Bullying Immigrant versus Non-Immigrant Peers:
Moral Disengagement and Participant Roles in the two Contexts
Young people with migration experiences constitute an increasing number of students in many European schools. To foster social cohesion and to prevent potential intergroup tensions in schools, it is of high importance to better understand the complexities of bullying episodes in immigrant contexts. Bandura’s cognitive theory of moral agency (1999, 2002) offers a promising framework to study this topic.
Although most young people evaluate bullying and social exclusion of ethnic or national minority peers as wrong, self-justification processes might allow them to morally disengage and to perform a behaviour which is in contrast with their moral standards. Yet, no study to date investigated whether these self-justification processes differ in hypothetical bullying situations of a newcomer peer depending on his or her immigrant status.
This study examined
- Whether moral disengagement differs in hypothetical bullying situations of a newcomer peer depending on his or her immigrant status
- Whether the respondent’s immigrant status, age, gender, real life participant bullying role (as bully, assistant, reinforcer, defender, victim or outsider) and moral disengagement proneness moderate the differences in moral cognitions between non-immigrant vs. immigrant victims
In total, 342 ten-year olds (54% immigrants) and 292 twelve-year olds (45% immigrants) participated. Moral disengagement was higher for non-immigrant compared with immigrant victims independent of the respondents’ immigrant status of the participants. However, different participant bullying roles predicted the differences in in moral cognitions between non-immigrant versus immigrant victims depending on the respondents’ immigrant status of the participants.
The research was conducted by: Simona C. S. Caravita, Dagmar Strohmeier, Christina Salmivalli, Paola Di Blasio
Prof Dagmar Strohmeier
University of Applied Sciences Upper Austria, Linz
3.00 pm to 4.00 pm in TB 06
Dagmar Strohmeier is Professor for Intercultural Competence at the University of Applied Sciences Upper Austria, Linz. She received a PhD (2006) the venia legendi in Psychology (2014) from the University of Vienna. Dagmar Strohmeier studies peer relations in children and youth with a cross-cultural and cross-national perspective and a special focus on immigrant youth. She has developed, implemented and evaluated a program to foster social and intercultural competencies in schools (ViSC program).

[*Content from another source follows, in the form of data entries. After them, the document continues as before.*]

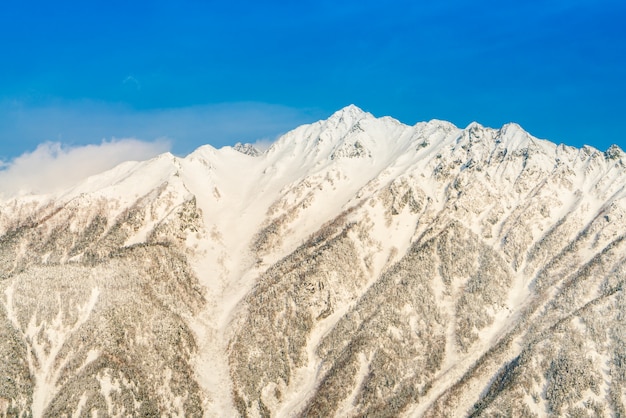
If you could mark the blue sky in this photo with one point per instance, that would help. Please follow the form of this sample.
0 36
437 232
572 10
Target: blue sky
196 72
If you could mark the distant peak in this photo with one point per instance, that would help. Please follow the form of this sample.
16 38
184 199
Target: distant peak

This program has been implemented in Cyprus, Romania and Turkey. She has published numerous international papers and presented her work at national and international conferences. Her outstanding research was awarded by the University of Applied Sciences in 2011 (Researcher of the Year) and the Bank Austria Main Award for the Support of Innovative Research in 2009. Her teaching was awarded by the Main Award for the Supervision of the Best Master Thesis in Child Centered Education from the Köck Stiftung in 2010.